Increasing message size Limits in Amazon MSK
If you need to send messages larger than 1MB in Amazon MSK, you'll need to modify configurations at multiple levels. Here's how:
1. MSK Cluster Configuration
To modify the cluster-level settings in Amazon MSK (For MSK Standard broker and MSK Express broker) :
- You need to create or update existing cluster configuration and add below configurations (example: 10MB message):
message.max.bytes=10485880
replica.fetch.max.bytes=10485880
- Apply this configuration to your cluster.
However, instead of changing this at the cluster level, it is recommended to change the message.max.bytes at the topic level. You must set the setting replica.fetch.max.bytes in cluster level so that your brokers can replicate the large messages correctly.
2. Topic-Level configuration
You can modify an existing topic with the command below to allow 10MB messages:
kafka-configs.sh --bootstrap-server BOOTSTRAP-SERVER --alter --entity-type topics --entity-name myTopic --add-config max.message.bytes=10485880
3. Producer-Level configuration
You must change the below properties on producer-side to ensure large messages can be sent.
- max.request.size: The max.request.size parameter defines the maximum allowed message size, preventing failed sends due to size limits. This is crucial for applications that send large payloads.
- buffer.memory: The buffer.memory(Default:32MB) parameter controls the total memory allocated to the producer. It affects the producer's ability to handle large messages and should be sized appropriately based on message volume.
4. Consumer-Level configuration
You must change the below properties on consumer-side to ensure large messages can be consumed.
- fetch.max.bytes: The fetch.max.bytes (Default:55MB) parameter limits the amount of data a consumer can retrieve in a single request. It is configurable based on expected message sizes and is crucial for applications that consume large messages..

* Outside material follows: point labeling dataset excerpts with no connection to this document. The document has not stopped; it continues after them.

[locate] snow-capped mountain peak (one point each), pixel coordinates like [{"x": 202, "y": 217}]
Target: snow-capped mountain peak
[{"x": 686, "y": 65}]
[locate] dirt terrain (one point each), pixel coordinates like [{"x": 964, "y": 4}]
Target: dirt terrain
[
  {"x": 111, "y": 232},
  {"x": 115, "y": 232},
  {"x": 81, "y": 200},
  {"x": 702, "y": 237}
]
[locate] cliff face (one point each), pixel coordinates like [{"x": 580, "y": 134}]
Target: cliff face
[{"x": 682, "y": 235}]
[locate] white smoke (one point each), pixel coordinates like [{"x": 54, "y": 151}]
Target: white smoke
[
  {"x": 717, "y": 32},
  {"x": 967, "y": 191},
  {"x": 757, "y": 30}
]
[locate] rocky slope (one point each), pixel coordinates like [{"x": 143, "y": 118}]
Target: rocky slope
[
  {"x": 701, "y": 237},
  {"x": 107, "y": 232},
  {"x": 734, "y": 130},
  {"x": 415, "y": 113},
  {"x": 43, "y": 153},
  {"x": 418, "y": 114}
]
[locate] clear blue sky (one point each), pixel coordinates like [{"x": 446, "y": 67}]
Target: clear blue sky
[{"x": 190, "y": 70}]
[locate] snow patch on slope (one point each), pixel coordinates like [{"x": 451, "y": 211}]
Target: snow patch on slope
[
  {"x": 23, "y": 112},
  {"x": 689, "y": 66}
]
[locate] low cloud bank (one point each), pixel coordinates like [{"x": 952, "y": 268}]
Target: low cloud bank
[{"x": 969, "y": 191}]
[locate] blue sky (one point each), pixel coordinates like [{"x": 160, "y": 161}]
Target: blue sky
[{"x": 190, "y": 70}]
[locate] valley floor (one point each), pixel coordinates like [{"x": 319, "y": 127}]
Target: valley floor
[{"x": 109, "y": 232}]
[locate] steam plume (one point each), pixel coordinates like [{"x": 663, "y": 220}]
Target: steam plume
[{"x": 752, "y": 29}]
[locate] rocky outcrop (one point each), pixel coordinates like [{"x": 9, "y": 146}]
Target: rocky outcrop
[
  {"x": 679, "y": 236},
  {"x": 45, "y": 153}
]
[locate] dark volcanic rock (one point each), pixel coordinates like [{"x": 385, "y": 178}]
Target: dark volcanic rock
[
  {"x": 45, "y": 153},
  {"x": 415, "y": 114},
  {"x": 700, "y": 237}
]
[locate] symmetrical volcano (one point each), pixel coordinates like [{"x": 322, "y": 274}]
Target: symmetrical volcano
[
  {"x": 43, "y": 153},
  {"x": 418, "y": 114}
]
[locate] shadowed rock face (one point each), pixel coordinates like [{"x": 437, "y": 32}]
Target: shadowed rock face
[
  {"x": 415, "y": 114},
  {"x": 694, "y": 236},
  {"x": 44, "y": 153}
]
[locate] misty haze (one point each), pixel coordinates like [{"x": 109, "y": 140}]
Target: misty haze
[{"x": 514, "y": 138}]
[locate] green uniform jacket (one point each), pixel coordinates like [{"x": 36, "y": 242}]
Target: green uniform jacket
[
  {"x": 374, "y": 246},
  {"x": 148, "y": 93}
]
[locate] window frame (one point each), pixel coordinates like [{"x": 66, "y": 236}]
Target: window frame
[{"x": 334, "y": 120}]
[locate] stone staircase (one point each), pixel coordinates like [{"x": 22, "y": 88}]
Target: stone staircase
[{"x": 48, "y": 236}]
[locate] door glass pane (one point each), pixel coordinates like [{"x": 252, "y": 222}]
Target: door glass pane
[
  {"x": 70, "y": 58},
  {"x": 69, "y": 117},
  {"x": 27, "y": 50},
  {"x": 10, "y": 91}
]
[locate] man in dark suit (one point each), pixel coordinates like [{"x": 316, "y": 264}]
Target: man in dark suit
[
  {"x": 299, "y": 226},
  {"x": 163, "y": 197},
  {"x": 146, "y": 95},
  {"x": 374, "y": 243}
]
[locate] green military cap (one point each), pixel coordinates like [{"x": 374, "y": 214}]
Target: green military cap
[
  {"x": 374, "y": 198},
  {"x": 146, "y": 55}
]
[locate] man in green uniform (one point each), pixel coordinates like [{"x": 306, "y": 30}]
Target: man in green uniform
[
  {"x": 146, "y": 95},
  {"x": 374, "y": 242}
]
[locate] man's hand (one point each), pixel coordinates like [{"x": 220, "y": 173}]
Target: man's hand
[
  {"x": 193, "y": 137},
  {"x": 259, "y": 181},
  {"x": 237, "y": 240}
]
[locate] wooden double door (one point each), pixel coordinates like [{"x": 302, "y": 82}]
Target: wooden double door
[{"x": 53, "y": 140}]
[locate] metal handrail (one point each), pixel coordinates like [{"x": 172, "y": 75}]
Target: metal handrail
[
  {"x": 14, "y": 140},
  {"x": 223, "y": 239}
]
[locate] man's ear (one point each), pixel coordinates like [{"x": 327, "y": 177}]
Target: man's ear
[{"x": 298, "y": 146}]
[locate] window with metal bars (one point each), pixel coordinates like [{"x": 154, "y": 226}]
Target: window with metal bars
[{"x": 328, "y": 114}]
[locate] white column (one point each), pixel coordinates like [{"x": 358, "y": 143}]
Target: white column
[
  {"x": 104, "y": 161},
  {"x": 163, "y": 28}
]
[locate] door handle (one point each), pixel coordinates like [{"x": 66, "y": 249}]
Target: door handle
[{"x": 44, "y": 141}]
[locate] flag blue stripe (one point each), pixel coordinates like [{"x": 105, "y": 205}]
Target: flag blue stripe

- max.partition.fetch.bytes: The max.partition.fetch.bytes(Default: 1MB) parameter controls the maximum data fetch size per partition. It helps prevent processing issues with large individual messages and should be sized to accommodate the largest expected messages.
Conclusion
While Amazon MSK offers flexibility in handling larger message sizes, the decision to increase message size limits requires careful consideration of multiple factors. The potential performance impact, increased costs, and infrastructure demands must be weighed against operational requirements. Rather than simply increasing message size limits, organizations should first explore alternative solutions such as message compression or S3 integration. A methodical approach including thorough testing, comprehensive monitoring, and adherence to best practices is essential for successful implementation. Ultimately, the primary goal should be to maintain optimal cluster performance while meeting business needs when modifying message size configurations in Amazon MSK.